Derivation of Probability

2017-01-08

Explain probability derived by Cox's theorem
Under three assumptions, a system describing the degree of belief is identical to the laws of probability.

There are many approach to handling uncertainty. Probability is one such method that has been extremely successful. There are at least three different ways of inventing probability. Here, we'll visit how Cox devised it.

Let's define a concept of plausibility or belief. Our goal is to take a concept that people will take for granted and dress it up with mathematical attire. If you think that human's degree of belief cannot stand above a rational foundation, then think of it as an exercise for creating an artificial intelligence system. We intend do come up with a system of belief that will lead to rational agent under uncertainty.
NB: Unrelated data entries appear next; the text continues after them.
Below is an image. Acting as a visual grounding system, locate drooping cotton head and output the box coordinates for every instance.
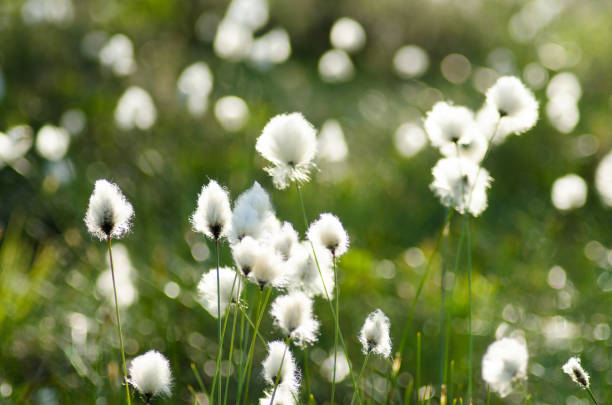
[129,350,172,400]
[287,242,335,300]
[198,267,243,318]
[263,340,300,392]
[255,113,317,190]
[425,101,478,148]
[482,338,529,398]
[429,158,492,217]
[359,309,391,358]
[270,291,319,347]
[85,180,134,240]
[306,213,349,257]
[191,180,232,240]
[485,76,538,137]
[562,357,591,389]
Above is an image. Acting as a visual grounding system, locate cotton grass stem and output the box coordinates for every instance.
[106,235,132,405]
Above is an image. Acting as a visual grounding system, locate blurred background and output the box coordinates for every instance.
[0,0,612,405]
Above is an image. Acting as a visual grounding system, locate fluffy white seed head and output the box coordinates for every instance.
[563,357,591,389]
[255,113,317,190]
[191,180,232,239]
[429,158,493,217]
[270,291,319,347]
[287,242,335,300]
[485,76,538,138]
[482,338,529,398]
[306,213,349,257]
[198,267,243,318]
[359,309,391,358]
[263,340,300,392]
[425,101,478,148]
[129,350,172,399]
[85,180,134,240]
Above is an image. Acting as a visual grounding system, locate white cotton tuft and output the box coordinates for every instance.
[482,338,529,398]
[263,340,300,392]
[359,309,391,358]
[287,242,335,300]
[270,291,319,347]
[485,76,538,138]
[255,113,317,190]
[429,158,493,217]
[129,350,172,400]
[198,267,243,318]
[85,180,134,240]
[425,101,478,148]
[562,357,591,389]
[306,213,349,257]
[191,180,232,239]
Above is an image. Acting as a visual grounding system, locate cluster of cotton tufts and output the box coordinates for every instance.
[198,267,243,318]
[546,72,582,134]
[270,291,319,347]
[129,350,172,403]
[115,86,157,131]
[430,158,492,217]
[359,309,391,358]
[482,338,529,398]
[98,34,136,76]
[36,125,70,162]
[255,113,317,190]
[176,62,213,117]
[550,174,587,211]
[96,244,138,308]
[191,180,232,240]
[85,180,134,240]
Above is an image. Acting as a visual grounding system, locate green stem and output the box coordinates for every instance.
[106,235,132,405]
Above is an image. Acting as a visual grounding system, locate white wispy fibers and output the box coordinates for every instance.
[191,180,232,240]
[429,158,493,217]
[262,340,300,392]
[255,112,317,190]
[319,49,355,83]
[482,338,529,398]
[198,267,243,318]
[85,180,134,240]
[129,350,172,402]
[329,17,366,52]
[321,352,350,383]
[36,125,70,162]
[306,213,349,257]
[176,62,213,117]
[270,291,319,347]
[215,96,249,132]
[317,119,348,162]
[359,309,391,358]
[562,357,591,389]
[485,76,538,137]
[98,34,136,76]
[230,182,274,243]
[287,242,335,300]
[550,173,587,211]
[115,86,157,131]
[425,101,478,148]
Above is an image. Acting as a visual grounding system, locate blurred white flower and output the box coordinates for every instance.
[329,17,366,53]
[319,49,355,83]
[98,34,136,76]
[215,96,249,132]
[550,173,587,211]
[482,338,529,398]
[115,86,157,131]
[36,125,70,162]
[359,309,391,358]
[255,113,317,190]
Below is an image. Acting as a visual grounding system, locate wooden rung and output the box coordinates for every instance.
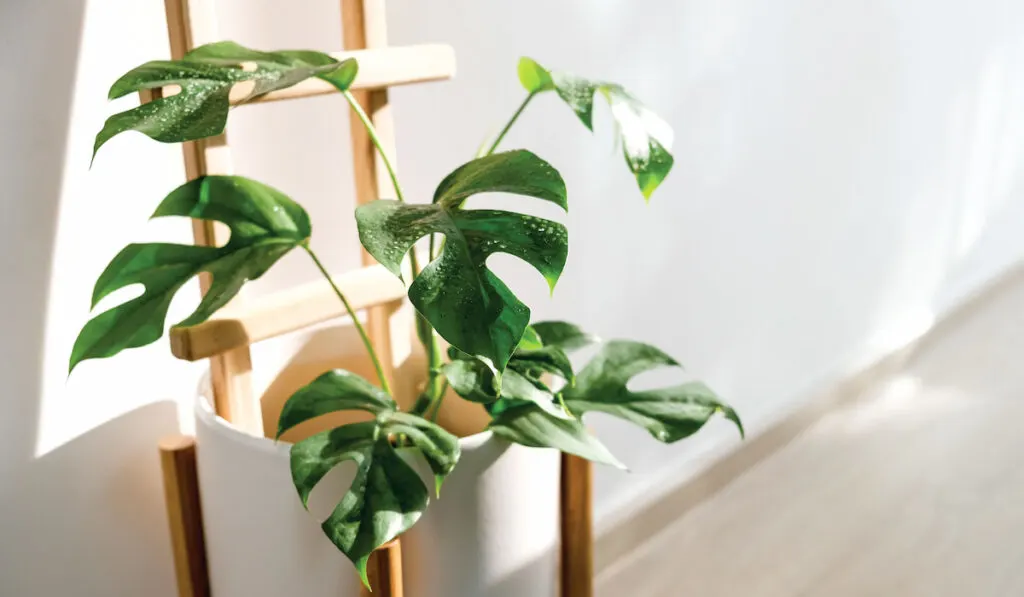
[230,44,455,103]
[170,265,406,360]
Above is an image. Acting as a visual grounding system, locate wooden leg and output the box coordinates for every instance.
[362,539,403,597]
[160,435,210,597]
[561,454,594,597]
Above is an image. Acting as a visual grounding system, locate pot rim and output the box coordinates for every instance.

Let $B(x)$ denote the degree of belief of a statement $x$. This describes the plausibility of the statement $x$. As is customary in proposition logic, we'll denote the negation of $x$ as $\bar{x}$. Finally, we'll use $B(x|y)$ to denote 'the truthiness of $x$, given that $y$ is true'.

Now, the three axioms:

The degree of belief can be represented by a real number.
The degree of belief $B(x)$ of the statement $x$ and its negation $B(\bar{x})$ can be described by a monotonically decreasing function $f$, i.e., there exists a monotonically decreasing function $f$ where $B(x) = f[B(\bar{x})]$.
The degree of belief of the statements $x, y$ (which represents $x \land y$), is affected by the degree of beliefs of $x|$ and $y$. To be more specific, there exists a continuous strictly decreasing function $g$ that satisfies $B(x, y) = g(B(x|y), B(y))$.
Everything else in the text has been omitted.